The Rome Experience: Day 11

This post continues the chronicles of Steve Bridge’s class trip to Rome.

Today, we took the train to Anzio, a coastal city 30 miles south of Rome. Known as Antium in ancient times, Anzio was the birthplace of Nero, the emperor accused of burning down Rome.

Nero Statue

Remains of his summer villa can still be seen strewn along the seashore.  Nero

For the students, the main goal of this excursion was to bask in the Mediterranean sun. Although I always enjoy a trip to the beach, I had another reason for wanting to visit Anzio.
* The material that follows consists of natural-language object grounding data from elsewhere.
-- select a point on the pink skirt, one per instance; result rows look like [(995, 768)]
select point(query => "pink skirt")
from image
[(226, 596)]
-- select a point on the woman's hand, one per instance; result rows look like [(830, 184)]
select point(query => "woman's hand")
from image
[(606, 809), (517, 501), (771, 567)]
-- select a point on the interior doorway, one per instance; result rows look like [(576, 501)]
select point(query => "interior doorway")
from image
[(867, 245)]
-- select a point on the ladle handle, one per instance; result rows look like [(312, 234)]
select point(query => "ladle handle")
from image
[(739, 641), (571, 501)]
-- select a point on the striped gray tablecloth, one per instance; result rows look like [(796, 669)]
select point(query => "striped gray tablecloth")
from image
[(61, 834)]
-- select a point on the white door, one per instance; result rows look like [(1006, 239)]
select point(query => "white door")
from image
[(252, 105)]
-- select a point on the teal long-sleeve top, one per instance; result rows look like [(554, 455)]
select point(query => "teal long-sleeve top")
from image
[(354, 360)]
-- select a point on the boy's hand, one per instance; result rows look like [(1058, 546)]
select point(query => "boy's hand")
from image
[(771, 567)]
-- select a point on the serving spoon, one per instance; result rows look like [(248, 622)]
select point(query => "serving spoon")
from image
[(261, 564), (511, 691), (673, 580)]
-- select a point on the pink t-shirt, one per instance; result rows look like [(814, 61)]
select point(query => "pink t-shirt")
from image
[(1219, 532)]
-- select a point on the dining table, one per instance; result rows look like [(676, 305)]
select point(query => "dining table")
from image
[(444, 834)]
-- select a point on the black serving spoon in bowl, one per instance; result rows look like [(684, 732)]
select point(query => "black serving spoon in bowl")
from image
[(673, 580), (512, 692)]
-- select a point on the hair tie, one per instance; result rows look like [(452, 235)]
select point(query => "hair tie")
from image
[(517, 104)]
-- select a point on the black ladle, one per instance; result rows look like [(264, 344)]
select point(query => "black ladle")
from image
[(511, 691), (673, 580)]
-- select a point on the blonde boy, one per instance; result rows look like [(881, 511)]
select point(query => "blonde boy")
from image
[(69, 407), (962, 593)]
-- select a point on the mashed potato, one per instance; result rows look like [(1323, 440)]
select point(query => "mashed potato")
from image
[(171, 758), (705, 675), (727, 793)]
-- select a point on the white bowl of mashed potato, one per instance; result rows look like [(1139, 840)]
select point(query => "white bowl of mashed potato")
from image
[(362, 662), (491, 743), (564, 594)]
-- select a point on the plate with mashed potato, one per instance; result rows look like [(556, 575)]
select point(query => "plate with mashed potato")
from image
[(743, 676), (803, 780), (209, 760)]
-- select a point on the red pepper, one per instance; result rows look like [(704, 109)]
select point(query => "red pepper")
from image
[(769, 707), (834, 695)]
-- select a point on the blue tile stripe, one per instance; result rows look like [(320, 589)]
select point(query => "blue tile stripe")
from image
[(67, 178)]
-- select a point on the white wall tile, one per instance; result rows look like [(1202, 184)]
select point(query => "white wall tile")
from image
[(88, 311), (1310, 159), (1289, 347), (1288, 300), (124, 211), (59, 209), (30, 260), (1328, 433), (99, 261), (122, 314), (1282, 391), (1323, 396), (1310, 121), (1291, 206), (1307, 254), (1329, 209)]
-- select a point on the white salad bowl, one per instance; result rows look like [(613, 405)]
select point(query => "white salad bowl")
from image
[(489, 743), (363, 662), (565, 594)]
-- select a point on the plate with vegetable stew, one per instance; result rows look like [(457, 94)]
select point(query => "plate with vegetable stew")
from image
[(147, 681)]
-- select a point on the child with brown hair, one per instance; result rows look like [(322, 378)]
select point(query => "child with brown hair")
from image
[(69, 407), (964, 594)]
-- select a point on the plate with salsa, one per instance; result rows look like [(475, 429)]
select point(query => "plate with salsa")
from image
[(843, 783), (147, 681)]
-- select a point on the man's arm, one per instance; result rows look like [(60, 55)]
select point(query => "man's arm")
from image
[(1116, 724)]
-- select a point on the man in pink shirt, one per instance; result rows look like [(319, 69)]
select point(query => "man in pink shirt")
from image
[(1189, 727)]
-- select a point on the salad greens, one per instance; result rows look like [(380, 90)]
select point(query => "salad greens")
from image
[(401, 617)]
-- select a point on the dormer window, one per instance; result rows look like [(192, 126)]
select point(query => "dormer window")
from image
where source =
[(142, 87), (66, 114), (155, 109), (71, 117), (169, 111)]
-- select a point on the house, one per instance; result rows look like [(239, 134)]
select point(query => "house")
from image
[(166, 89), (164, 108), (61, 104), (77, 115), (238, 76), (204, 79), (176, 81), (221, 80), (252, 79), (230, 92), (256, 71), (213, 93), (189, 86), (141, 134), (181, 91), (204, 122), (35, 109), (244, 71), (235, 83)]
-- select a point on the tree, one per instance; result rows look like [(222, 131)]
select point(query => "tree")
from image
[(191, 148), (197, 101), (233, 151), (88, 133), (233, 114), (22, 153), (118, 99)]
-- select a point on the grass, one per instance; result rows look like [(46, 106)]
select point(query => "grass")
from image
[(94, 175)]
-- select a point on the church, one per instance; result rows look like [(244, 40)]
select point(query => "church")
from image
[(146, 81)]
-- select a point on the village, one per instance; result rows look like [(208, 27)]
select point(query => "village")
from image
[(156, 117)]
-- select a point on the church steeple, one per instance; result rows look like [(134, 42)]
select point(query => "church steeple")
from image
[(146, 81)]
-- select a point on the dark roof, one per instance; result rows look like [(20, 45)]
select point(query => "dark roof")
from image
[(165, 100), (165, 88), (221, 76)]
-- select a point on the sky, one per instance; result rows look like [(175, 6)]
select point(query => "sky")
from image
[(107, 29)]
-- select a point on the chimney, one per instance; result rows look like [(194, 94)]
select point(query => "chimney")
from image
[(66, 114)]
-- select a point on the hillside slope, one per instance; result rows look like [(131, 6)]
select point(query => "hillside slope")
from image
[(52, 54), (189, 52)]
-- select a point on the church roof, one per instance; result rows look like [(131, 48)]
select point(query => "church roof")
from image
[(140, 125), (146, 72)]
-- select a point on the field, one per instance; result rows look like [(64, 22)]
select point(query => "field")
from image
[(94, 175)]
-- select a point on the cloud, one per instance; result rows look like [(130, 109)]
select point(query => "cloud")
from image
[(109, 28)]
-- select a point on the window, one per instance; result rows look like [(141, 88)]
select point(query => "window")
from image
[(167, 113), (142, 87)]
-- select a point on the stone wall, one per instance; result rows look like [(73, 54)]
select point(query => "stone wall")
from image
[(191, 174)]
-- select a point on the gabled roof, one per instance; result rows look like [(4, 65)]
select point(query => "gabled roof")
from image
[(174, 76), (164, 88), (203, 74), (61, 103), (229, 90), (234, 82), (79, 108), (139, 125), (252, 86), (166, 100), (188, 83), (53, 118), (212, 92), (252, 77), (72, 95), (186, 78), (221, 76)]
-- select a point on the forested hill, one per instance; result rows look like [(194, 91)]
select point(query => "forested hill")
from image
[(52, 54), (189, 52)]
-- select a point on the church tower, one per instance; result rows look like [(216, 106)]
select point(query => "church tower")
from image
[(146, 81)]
On January 22, 1944, 71 years ago, British and American troops invaded Anzio during World War II. My Grandfather Norman (Nonno) Langevin, was one of them. The invasion, “Operation Shingle,” was devised by Winston Churchill. It took the Germans by surprise and ended up lasting four grueling months. Nonno, the same age as a typical Saint Joe’s student at the time, was a long gun operator. He used to tell us of his very close brush with death when a bomb landed right next to him but never detonated. After that event, he counted himself very lucky to be alive and was assured that someone above was looking out for him. It should come as no big surprise that while in Anzio, we ate gelato. We stopped by “Bar Gelateria Mennella” which has been open since 1898.  Inside, the owner had hung pictures of troops eating at the very same establishment during World War II.

WW II Gelato

It was such an overwhelming feeling knowing that my Nonno could have eaten gelato at the very same place 71 years ago!

After lunch and gelato, we spent several hours on the beach where we searched for seashells and waded in the surf.


I was able to spend some time pondering what it must have been like for my Nonno, a fresh-faced 20-something, to risk his life in a foreign land in defense of his country.  He passed away in 2007 and I relished today’s opportunity to remember him and appreciate his life.